Daddy? her toothless gums mumble at him, and he looks around him in embarrassment, as if it wasn’t to him that the syllables were addressed, as if expecting to see there the legendary father whom he never knew, rising from the dead and hurrying to take his elderly daughter in his arms, but she fastens her eyes on him and repeats, Daddy? – extending to him the apologetic smile of a child trying to evade punishment, her hand reaching out for his and he recoils, Mum, it’s me, Avner, and Dina’s here too, he adds, urging his sister to back him up, to help him draw their mother with a chain of words into their world, but his mother ignores his words and beams at him in wonderment and joy, nothing can destroy her happiness, the undiluted happiness that he sometimes identifies on the face of his youngest son, the absolute embodiment of all delights, her fingers avidly caressing his arm, I’ve missed you, she whispers, it’s been so long, I was afraid you weren’t coming back.

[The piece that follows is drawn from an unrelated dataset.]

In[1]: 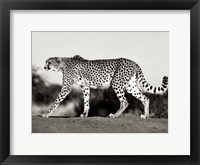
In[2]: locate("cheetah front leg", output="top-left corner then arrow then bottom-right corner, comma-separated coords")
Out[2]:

Over the rail of the bed he sees his sister breathing heavily, her dark eyes moist, and she clutches her mother’s other hand, this is Avner, he isn’t your father, she says in her authoritative tone, as if standing in front of a class, we’re in the hospital, you had another fall, do you remember? But the old woman rejects her words angrily. Leave me alone, I didn’t ask you, she says, let me be alone with him, and she shakes off her daughter’s hand and holds his arm with a vigour which reminds him for a moment of the healthy-bodied woman she once was.

We need to take her back to casualty, and talk to the doctor, he whispers, it seems there may be some damage to the brain after all, and they move along the bustling corridors, a middle-aged mother and father and their geriatric baby, who suddenly bursts into tears, with a plangent wail like a siren, rising and falling, her crumpled face awash with tears. He never saw her like this, and really it’s no wonder, after all he didn’t know her as a child, and listlessly he goes on dragging the bed with its squeaking wheels. Mum, relax, he mumbles, everything’s going to be all right, you’ll soon be feeling better, unconsciously repeating the dubious promise that he heard through the curtain just a little while ago, and he looks for a little encouragement in Dina’s face. Just a moment ago she was there, pushing the bed along from behind, her curls shading her brow, her long fingers, like the talons of a bird of prey, caressing the bed rail, and suddenly there’s no sign of her.

 

With pounding heart Dina hurries to her car, eyes smarting. It’s wrong to feel offended by children or by the elderly, she knows that, but these are specifically the ones she feels offended by, by her daughter and by her mother, who totally negated her existence, holding on to the arm of her brother while pushing her away brusquely. If it were possible to attribute this to old age or to the fall, that would certainly be some mitigation, but old age or the fall has only given prominence to what she has always known, what her mother has tried to hide from her until this morning, when it was no longer possible to pretend; her feelings like her exposed breasts, revealed in all their shameful ugliness.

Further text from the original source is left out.